1971 Volkswagen Karmann Ghia 1.6 dual port
Fun to drive and be seen in
I bought my Ghia as a "Fixer" car, so quite a bit was wrong with it. It was running when I bought it, but just barely. Despite a leaky fuel pump, needing a carb rebuild, ripped CVC boot, bad tie rod ends, WAAAAYYY out of spec. valve clearances, etc. etc. I was able to drive the car 1100 miles from where I bought it (Portland, OR to Los Angeles) to bring it back home. As with any old VW, it takes a lot to kill it.
I've been restoring it for the last two years, and have found that you get what you pay for in terms of parts. I bought a cheap Brazilian replacement fuel pump, which promptly fell to pieces four months later. I bought a cheaper wooden header bow for the convertible roof, and found that it doesn't fit quite right.
Rust is a real issue with these cars. Replacement body panels can be easily found online, but I have yet to find out what a body shop will charge for the work.
I'm somewhat mechanically inclined, but had no real experience working on cars.

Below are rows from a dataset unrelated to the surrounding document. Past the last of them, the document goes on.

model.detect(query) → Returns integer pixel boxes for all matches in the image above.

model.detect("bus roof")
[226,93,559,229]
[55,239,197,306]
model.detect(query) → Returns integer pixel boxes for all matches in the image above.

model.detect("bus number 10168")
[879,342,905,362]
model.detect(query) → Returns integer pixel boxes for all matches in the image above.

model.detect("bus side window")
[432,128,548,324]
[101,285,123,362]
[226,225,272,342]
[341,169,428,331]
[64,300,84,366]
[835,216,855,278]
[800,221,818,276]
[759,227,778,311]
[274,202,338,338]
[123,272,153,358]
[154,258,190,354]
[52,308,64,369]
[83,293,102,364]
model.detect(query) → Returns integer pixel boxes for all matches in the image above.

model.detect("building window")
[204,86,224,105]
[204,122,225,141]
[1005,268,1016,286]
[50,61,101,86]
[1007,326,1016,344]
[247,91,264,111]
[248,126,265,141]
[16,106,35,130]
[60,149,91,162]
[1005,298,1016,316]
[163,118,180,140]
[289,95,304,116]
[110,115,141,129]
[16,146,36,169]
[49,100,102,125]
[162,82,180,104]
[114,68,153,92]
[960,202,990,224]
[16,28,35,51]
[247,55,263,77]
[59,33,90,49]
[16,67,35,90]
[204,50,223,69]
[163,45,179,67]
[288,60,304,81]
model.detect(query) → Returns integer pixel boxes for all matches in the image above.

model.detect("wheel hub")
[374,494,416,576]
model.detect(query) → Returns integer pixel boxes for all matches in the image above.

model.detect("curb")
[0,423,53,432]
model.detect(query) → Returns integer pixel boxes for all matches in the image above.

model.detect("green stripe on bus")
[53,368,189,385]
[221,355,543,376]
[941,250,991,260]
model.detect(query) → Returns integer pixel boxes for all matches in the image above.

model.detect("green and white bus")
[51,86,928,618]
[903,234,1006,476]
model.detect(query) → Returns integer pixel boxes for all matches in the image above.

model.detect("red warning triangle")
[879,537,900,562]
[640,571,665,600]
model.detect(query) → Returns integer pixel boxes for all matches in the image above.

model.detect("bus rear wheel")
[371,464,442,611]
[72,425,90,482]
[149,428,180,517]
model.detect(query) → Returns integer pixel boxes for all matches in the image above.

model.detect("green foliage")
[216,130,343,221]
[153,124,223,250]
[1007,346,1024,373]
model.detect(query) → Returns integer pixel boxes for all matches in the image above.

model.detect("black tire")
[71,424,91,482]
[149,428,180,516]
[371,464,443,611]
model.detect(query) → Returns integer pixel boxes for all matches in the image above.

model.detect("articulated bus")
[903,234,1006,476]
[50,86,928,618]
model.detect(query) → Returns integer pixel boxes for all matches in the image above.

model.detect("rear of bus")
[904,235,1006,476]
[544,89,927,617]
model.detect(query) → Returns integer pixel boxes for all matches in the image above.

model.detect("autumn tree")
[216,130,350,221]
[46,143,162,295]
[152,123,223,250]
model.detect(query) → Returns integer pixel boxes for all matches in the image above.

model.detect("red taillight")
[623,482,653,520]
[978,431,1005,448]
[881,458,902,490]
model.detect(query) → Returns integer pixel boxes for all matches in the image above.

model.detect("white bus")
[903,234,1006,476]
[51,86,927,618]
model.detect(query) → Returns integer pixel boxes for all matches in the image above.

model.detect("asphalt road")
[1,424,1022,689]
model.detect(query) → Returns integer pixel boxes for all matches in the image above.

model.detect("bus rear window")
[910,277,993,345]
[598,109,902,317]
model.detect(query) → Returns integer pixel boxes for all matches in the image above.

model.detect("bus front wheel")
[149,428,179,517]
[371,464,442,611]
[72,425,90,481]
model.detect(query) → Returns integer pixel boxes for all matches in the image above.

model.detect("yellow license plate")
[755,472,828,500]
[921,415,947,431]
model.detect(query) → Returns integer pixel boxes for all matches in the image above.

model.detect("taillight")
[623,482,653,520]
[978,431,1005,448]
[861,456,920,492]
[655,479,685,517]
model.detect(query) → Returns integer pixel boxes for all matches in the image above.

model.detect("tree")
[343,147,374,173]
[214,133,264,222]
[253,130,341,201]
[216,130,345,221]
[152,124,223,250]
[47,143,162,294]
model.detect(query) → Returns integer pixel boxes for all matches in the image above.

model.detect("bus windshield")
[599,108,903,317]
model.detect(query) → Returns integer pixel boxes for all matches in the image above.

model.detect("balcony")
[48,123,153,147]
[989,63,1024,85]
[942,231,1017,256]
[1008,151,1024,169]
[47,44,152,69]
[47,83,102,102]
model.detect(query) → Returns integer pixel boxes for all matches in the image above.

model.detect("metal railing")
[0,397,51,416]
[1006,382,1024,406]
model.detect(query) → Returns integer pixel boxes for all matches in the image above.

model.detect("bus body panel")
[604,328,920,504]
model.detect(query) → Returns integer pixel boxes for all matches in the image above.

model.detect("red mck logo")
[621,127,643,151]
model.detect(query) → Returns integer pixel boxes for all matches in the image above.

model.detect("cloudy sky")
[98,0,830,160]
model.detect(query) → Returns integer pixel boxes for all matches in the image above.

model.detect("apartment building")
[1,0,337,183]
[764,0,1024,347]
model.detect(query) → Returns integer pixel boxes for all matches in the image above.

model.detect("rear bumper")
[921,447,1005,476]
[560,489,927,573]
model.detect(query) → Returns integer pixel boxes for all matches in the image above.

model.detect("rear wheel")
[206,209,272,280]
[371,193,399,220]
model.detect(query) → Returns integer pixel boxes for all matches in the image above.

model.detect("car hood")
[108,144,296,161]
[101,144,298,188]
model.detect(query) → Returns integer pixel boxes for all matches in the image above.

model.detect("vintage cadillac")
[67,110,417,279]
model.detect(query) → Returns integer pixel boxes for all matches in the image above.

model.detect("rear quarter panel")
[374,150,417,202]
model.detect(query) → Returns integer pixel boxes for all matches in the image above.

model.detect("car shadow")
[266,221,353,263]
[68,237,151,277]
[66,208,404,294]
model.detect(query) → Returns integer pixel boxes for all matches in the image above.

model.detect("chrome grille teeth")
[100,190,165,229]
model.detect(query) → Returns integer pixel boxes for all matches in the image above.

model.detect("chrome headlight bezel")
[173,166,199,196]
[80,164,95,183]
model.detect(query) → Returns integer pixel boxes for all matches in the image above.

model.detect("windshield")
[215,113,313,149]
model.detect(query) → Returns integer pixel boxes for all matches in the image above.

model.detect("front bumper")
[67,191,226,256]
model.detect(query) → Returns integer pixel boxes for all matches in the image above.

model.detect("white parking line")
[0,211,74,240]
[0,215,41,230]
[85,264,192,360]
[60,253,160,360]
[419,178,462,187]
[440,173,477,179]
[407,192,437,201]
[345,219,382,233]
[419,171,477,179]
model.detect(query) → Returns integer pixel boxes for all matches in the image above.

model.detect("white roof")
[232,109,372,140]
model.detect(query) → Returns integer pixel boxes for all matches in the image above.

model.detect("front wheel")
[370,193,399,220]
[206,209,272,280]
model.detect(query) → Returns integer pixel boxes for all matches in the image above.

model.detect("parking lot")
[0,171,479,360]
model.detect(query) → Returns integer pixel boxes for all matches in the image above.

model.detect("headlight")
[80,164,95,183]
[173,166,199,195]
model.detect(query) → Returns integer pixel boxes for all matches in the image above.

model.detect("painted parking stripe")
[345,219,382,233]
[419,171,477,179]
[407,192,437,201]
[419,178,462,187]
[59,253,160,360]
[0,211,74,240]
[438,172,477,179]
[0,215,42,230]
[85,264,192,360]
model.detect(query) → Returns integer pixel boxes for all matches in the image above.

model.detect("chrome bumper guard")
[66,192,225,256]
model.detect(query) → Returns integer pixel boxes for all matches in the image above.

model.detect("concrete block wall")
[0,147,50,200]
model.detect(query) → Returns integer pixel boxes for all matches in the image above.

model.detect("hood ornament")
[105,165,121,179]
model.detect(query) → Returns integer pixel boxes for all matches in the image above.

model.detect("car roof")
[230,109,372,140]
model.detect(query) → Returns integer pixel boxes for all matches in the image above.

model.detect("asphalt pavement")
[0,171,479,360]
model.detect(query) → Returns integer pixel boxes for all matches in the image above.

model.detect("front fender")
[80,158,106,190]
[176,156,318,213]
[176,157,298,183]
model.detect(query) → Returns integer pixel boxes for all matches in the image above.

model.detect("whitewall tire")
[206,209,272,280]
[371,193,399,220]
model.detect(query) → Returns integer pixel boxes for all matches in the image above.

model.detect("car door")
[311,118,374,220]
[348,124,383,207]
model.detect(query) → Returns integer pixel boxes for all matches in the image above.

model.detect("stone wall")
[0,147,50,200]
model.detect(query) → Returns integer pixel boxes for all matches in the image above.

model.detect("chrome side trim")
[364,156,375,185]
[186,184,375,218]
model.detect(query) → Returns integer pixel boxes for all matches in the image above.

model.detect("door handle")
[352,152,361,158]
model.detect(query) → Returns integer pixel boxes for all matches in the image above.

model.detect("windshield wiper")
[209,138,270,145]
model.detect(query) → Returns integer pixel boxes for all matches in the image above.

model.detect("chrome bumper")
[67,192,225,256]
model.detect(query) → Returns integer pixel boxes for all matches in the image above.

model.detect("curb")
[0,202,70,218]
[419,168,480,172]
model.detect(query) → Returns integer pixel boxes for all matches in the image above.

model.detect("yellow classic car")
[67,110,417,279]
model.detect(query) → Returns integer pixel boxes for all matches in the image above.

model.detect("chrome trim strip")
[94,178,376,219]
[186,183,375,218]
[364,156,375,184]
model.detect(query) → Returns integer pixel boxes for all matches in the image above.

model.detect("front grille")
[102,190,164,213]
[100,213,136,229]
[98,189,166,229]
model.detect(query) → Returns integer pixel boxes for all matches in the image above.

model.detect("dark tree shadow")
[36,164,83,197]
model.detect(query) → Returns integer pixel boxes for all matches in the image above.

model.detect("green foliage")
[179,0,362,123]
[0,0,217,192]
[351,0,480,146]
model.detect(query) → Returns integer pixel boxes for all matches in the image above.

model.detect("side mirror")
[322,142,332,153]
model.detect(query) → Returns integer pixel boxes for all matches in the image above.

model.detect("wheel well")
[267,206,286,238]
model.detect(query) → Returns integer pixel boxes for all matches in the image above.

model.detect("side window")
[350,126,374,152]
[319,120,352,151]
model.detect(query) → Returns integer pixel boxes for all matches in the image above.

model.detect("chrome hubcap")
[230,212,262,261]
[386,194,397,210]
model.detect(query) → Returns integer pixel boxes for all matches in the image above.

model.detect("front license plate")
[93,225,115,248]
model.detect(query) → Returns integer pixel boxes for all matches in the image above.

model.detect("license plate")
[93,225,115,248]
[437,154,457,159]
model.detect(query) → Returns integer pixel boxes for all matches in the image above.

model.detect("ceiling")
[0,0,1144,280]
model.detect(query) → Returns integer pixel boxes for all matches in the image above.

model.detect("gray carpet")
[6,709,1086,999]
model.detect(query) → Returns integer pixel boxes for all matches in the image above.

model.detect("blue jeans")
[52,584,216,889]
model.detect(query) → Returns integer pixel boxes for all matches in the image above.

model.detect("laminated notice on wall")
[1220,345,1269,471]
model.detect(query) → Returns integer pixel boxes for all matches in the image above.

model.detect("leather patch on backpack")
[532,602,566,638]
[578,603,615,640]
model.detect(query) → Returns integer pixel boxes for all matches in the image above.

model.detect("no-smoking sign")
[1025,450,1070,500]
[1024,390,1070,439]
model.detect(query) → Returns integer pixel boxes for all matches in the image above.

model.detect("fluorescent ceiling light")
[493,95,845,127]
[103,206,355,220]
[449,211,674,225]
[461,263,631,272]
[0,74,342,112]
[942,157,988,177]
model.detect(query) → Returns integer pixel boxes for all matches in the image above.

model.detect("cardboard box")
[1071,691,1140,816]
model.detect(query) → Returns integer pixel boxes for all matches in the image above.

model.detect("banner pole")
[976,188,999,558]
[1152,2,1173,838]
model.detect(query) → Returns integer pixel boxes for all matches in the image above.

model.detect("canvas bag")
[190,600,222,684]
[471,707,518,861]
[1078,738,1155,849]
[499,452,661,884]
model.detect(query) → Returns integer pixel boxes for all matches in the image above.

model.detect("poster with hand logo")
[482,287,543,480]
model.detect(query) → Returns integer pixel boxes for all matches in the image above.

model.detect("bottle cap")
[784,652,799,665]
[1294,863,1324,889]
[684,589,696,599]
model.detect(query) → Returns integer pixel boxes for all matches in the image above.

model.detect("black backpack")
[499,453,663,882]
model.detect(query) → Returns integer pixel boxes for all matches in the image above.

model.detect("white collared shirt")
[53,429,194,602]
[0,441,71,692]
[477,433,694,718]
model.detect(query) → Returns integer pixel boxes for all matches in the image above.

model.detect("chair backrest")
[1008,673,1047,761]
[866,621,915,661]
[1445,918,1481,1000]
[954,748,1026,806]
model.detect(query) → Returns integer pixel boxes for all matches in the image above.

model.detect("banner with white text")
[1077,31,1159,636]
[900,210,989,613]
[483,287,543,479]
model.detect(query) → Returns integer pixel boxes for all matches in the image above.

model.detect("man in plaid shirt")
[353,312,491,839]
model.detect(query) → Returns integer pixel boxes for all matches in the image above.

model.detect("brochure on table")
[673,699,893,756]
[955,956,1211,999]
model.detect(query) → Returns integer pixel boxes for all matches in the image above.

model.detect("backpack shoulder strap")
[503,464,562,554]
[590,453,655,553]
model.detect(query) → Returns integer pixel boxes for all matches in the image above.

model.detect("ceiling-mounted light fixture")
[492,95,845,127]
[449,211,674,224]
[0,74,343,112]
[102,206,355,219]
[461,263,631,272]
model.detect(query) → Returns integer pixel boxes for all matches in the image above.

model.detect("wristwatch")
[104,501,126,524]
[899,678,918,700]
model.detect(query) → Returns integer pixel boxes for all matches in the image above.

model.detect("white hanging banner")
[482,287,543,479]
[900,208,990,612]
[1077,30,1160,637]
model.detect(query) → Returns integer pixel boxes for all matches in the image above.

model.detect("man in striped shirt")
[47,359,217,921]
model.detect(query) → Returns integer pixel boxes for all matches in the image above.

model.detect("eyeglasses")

I've found the Ghia lends itself very well to the home mechanic. Parts are readily available online and at local VW parts shops. Although my skills and tools are limited, I have been able to do a great deal of the work on this car - carpeting, drive axles, wiring, valve adjustments, rebuild rear seat.
I drive a late model Sentra as my daily driver and although the Sentra is more capable in every way, braking, accelerating, cornering, ride quality, noise level, gas mileage, it is the Ghia that gets the looks, the comments, the thumbs up, the conversations. It is also the Ghia that I am proud of, because with limited skills and tools, I have been able to bring mine back from the brink of the junkyard.
No one ever asks me if my Sentra is for sale, but I frequently get people asking if I'll part with my Ghia. NO, NO, NO!!